Par leurs prières et attachements émotionnels
Par leurs soins professionnels et bonnes drogues
Par leurs peurs, peines et hontes bien enfouies
Ils forcent la vie à ceux qui sont prêts à la mort.
* * *
On n'a pas de soins de fin de vie qui honorent
La magie réelle de cette divine transformation
On ne sait pas comment célébrer la vieillesse
On ne sait pas comment dire l'au revoir de fin.
Et pourtant on peut vivre le départ ensemble
On peut utiliser le temps qui nous reste encore
À se parler de pourquoi on s'aimait autant
À se donner des câlins et à écouter le joli cœur.
On peut aider celui qui veut partir d'ici
À s'envoler avec amour, beaucoup plus libre
On peut les pardonner et laisser partir lentement
Au lieu d'essayer à les sauver malgré leur volonté.
* * *
Tu respectes la Vie comme très précieuse
Tu l'aimes, tu en prends soin et tu la protèges.
Et bien, la Mort mérite le même honneur
Tu dois apprendre à l'accueillir et l'accepter.
Si tu veux vraiment aider tes ancêtres
À voler libres dans leurs rêves futurs
Tu devrais apprendre à faire les vrais deuils
En leur pardonnant sincèrement pour tout.

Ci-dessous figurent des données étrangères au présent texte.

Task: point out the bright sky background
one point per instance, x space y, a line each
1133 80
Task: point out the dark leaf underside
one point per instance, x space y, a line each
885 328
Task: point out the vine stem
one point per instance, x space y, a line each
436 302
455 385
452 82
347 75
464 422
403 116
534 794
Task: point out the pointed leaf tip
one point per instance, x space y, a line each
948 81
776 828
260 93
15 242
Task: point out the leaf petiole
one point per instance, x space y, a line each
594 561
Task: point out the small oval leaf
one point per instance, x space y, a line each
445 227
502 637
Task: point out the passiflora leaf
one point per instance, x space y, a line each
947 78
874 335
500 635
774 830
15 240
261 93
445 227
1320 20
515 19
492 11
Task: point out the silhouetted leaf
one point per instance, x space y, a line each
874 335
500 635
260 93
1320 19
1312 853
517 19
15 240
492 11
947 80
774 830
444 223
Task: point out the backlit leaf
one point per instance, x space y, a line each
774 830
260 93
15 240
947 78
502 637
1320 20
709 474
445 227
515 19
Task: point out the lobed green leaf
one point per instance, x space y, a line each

En les laissant partir dans l'amour pur
En leur disant merci du fond du cœur
En célébrant à leurs côtés leur belle vie
En chérissant tous les cadeaux offerts.
En souriant directement dans leurs yeux
En leur offrant une simple compréhension
Un moment qui vous permettrait de nommer
L'amour de vos âmes emprisonné en silence.
* * *
Notre arrivée au monde est très spéciale
Notre départ d'ici n'est pas très différent
C'est aussi très sacré, super transformant
On doit apprendre à les traverser ensemble.

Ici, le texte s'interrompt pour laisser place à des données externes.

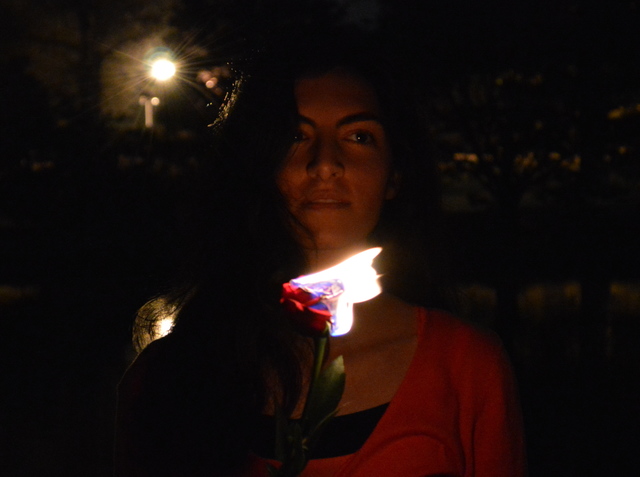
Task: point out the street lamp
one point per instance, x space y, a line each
161 68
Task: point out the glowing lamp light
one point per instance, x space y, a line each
163 69
351 281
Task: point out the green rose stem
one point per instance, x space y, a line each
295 438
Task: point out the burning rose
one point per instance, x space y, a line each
307 313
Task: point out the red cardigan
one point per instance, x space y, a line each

La souveraineté de l'âme est le plus beau cadeau
Que la vie nous offre à travers les âges oubliés
N'enchaînons pas cette liberté si primordiale
Par nos peurs, nos regrets, nos attachements.
L'art de dire adieu est peut-être plus précieux
Que celui de s'accrocher à ce qui s'envole déjà
Comme les feuilles d'automne qui dansent au vent
Avant de reposer sur terre pour nourrir demain.
* * *
Nos ancêtres murmurent dans le silence des étoiles
Ils nous regardent avec leurs yeux d'éternité
Demandant non pas nos larmes mais notre joie
Non pas notre chagrin mais notre gratitude.

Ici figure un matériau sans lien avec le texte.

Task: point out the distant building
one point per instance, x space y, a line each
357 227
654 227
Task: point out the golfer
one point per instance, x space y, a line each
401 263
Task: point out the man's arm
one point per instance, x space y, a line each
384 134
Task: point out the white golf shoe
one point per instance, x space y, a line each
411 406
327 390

La plus grande preuve d'amour n'est pas toujours
Dans la lutte désespérée contre l'inévitable
Mais dans l'acceptation lumineuse du cycle parfait
Dans le lâcher-prise qui libère et qui honore.
Mourir n'est pas disparaître, c'est se fondre
Dans la symphonie cosmique qui nous a créés
C'est retourner à la source collective de tout
Pour y puiser de nouvelles formes d'existence.
* * *
Alors célébrons ces passages, ces transformations
Comme on célèbre l'eau qui devient nuage et pluie
Comme on honore la chenille devenue papillon
Comme on vénère le jour qui se couche en beauté.
Car dans le grand mystère de l'être et du non-être
Dans cette danse éternelle entre ombre et lumière
La vie et la mort cocréent l'impossible ensemble
D'une même histoire d'amour qui n'a ni début ni fin.
* * *
Écoute dans le silence de ton âme qui sait déjà,
Dans les murmures de ta maturité qui s'éveille,
Incline-toi devant ce qui fut, ce qui est,
Et ouvre grand ton cœur à ce qui sera.
Si l'âme choisit son arrivée et le parcours,
Peut-être choisit-elle aussi son départ.
Dans cette simple vérité réside en silence
La paix infinie de toute notre existence.
* * *
Comme une feuille qui sait quand se détacher,
Comme l'oiseau qui suit l'appel des saisons,
Comme la marée qui se retire en douceur,
Laisse tout être suivre sa sagesse intérieure.
Et quand viendra ton propre hiver si doux,
Puisses-tu aussi danser avec la vraie extase,
Sans regret, sans peur, sans attachement,
Dans la pure grâce d'avoir été autant vivant.